Mentality shapes reality

Being a swimmer has always defined me as a person. Swimming shapes not only my daily schedule, but how I interact socially and how I define my personal values.

Summer swimming especially dictates daily life, with two practices a day and yardage maxing out at 10,000 yards. To say the least, a swimmer needs to have goals to be motivated.

My coaches, knowing how important goals are to swimmers, asked us to set goals for the future, both near and far. Many of my friends were driven to reach specific times or qualify for prestigious college teams, whereas I really didn’t know.

Again and again I tried to be motivated by time-oriented goals, and over and over I failed to feel a drive to attain them. Understanding this in myself, I then attempted to reach out to various colleges and find one that could help get me back to my motivated self.

Successful in first reaching the coaches, I started to talk to them and get excited about all the possibilities of college swimming and beyond. I became ecstatic for the opportunity to swim with many other competitive swimmers from around the country.

Yet it seems, in my excitement, that I was blind to the amount of time in which I had until I could compete in college swimming. Realizing this after a week of incredible effort, my spirits plummeted. I questioned how I could even still swim for another year before college.

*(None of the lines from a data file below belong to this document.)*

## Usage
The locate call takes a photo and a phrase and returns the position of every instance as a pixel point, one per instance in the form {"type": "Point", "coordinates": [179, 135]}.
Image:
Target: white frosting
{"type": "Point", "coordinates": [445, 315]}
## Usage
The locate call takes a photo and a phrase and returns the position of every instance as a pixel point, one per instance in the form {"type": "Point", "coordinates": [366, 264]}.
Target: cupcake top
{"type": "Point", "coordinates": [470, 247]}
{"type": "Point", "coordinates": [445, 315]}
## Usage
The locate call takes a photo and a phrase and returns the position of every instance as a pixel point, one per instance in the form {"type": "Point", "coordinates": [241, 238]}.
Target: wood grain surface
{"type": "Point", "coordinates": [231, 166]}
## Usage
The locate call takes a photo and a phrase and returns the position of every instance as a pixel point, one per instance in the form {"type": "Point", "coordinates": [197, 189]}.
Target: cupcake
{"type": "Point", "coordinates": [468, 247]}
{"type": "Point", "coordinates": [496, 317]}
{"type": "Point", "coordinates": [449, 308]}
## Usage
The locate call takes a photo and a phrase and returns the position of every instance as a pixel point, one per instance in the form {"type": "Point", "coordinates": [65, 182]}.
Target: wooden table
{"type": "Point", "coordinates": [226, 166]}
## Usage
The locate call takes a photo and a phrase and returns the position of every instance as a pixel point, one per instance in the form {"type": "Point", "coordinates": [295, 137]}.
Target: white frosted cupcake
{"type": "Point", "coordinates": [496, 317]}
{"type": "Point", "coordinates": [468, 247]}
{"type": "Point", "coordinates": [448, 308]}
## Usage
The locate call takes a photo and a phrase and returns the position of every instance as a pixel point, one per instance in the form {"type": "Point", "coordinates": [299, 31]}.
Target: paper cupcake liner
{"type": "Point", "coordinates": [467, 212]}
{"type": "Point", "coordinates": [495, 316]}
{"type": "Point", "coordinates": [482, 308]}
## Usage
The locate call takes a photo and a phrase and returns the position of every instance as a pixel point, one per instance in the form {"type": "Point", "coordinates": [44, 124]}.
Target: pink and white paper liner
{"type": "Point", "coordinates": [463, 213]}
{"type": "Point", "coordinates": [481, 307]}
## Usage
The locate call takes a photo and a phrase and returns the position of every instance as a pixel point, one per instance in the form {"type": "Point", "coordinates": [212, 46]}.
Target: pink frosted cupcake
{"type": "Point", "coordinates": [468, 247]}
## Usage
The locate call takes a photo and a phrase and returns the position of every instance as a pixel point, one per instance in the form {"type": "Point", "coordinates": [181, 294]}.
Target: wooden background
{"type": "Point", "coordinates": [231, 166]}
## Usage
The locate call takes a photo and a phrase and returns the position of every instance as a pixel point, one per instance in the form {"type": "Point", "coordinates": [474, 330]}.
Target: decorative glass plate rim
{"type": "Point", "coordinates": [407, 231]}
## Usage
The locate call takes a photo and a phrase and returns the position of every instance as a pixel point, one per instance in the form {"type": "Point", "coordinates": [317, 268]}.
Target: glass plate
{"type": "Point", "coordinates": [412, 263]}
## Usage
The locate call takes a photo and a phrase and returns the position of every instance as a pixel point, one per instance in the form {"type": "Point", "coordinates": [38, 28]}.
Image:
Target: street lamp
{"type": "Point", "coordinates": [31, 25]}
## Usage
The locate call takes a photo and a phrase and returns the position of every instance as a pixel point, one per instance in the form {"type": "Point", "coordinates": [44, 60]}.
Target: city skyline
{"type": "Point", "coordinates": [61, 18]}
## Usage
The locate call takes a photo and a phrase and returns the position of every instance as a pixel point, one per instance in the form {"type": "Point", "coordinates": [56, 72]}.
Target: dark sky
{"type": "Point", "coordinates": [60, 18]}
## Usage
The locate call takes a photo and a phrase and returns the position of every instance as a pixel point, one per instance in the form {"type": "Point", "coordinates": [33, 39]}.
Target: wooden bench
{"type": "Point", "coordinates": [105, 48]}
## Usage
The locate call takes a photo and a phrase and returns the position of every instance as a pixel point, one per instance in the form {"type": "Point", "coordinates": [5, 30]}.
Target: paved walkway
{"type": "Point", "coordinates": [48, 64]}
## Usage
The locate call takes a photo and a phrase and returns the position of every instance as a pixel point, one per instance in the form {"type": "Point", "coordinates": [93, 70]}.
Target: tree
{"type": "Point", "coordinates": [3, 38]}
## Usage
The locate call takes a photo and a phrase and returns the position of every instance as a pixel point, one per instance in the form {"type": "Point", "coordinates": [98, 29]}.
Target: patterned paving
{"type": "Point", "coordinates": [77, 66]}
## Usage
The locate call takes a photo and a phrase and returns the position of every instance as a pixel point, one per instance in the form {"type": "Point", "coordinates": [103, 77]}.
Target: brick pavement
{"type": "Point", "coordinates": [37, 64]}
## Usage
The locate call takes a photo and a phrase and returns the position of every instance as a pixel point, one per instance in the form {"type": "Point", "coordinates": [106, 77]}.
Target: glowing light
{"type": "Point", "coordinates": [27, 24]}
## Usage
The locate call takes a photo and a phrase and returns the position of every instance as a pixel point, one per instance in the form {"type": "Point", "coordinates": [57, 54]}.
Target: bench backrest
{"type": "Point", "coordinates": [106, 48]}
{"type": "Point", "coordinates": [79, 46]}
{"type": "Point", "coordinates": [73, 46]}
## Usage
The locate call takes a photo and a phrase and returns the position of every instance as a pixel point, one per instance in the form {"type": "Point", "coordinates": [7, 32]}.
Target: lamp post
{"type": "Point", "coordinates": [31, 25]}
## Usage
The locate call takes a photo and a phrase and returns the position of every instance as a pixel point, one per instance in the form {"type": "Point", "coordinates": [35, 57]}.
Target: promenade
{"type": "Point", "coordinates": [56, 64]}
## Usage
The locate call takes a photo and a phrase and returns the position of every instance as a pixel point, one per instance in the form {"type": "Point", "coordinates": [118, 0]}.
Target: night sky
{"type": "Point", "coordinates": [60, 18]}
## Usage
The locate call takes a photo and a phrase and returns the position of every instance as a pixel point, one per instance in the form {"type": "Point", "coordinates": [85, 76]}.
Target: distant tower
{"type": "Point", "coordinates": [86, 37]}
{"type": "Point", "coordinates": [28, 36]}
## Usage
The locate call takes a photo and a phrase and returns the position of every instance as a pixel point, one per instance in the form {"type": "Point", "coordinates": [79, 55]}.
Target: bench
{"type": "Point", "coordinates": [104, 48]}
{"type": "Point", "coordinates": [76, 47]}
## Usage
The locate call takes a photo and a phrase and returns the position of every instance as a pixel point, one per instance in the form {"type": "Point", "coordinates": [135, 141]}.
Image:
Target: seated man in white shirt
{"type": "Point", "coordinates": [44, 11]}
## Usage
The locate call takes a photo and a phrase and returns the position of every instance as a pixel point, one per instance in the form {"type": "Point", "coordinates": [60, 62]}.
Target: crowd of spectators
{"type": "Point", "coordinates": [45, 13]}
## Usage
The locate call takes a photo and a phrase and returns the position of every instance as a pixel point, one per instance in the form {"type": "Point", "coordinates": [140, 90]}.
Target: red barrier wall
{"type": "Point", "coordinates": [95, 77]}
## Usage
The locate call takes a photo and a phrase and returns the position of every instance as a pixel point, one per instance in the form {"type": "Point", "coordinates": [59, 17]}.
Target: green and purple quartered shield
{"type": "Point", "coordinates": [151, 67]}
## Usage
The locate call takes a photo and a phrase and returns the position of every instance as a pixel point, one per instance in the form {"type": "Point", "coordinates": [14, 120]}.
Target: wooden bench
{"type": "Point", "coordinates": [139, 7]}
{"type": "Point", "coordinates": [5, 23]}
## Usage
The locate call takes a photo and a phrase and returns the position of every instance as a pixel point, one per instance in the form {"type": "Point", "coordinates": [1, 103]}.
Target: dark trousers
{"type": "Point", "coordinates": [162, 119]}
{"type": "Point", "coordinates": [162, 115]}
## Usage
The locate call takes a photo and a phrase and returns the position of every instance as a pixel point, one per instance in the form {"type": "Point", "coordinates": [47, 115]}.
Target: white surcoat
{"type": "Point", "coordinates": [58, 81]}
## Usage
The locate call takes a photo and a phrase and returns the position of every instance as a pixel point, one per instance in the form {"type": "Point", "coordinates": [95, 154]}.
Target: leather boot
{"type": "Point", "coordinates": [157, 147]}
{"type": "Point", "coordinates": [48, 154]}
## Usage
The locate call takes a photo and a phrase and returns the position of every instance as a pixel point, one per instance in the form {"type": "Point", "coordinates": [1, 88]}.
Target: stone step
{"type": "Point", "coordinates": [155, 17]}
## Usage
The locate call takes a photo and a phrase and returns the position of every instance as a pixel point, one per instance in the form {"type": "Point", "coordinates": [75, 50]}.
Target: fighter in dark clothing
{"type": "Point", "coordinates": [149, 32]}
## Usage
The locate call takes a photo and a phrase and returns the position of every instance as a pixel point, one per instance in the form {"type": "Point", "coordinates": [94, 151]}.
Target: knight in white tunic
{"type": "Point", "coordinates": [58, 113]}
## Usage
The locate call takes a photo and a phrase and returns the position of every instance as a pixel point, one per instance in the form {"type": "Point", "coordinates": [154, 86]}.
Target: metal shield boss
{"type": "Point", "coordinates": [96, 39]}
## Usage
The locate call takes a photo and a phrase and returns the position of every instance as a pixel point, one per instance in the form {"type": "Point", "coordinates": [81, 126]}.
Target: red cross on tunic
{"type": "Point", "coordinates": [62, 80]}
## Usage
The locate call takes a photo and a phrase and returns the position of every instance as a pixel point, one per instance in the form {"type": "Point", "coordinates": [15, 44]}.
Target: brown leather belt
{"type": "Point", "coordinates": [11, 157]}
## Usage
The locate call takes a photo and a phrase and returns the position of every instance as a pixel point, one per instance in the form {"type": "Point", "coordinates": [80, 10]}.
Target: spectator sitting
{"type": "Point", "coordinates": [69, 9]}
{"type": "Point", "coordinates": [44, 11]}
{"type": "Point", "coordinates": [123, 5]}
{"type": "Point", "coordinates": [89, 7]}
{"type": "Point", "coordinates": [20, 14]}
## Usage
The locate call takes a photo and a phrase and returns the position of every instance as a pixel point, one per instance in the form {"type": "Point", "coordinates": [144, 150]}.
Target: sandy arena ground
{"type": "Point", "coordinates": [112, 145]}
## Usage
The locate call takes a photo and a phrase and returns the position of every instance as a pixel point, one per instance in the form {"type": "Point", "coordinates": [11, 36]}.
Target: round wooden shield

Sensing the conflict within me, my coach reached out to me to talk during practice. He helped explain how you can have long term goals, but the things that get you through the struggles of everyday are the interactions between your fellow swimmers and coaches, as well as the principles you learn and exhibit when faced with the difficulties of swimming.

Since that conversation I have been happier both in and out of the pool. I looked to my teammates for help in getting through hard sets, while leaning on my coaches for support in how to approach what swimming means to me as a person. By changing how I thought about swimming, I was able to transition from viewing it as an obstacle, to something of great opportunity.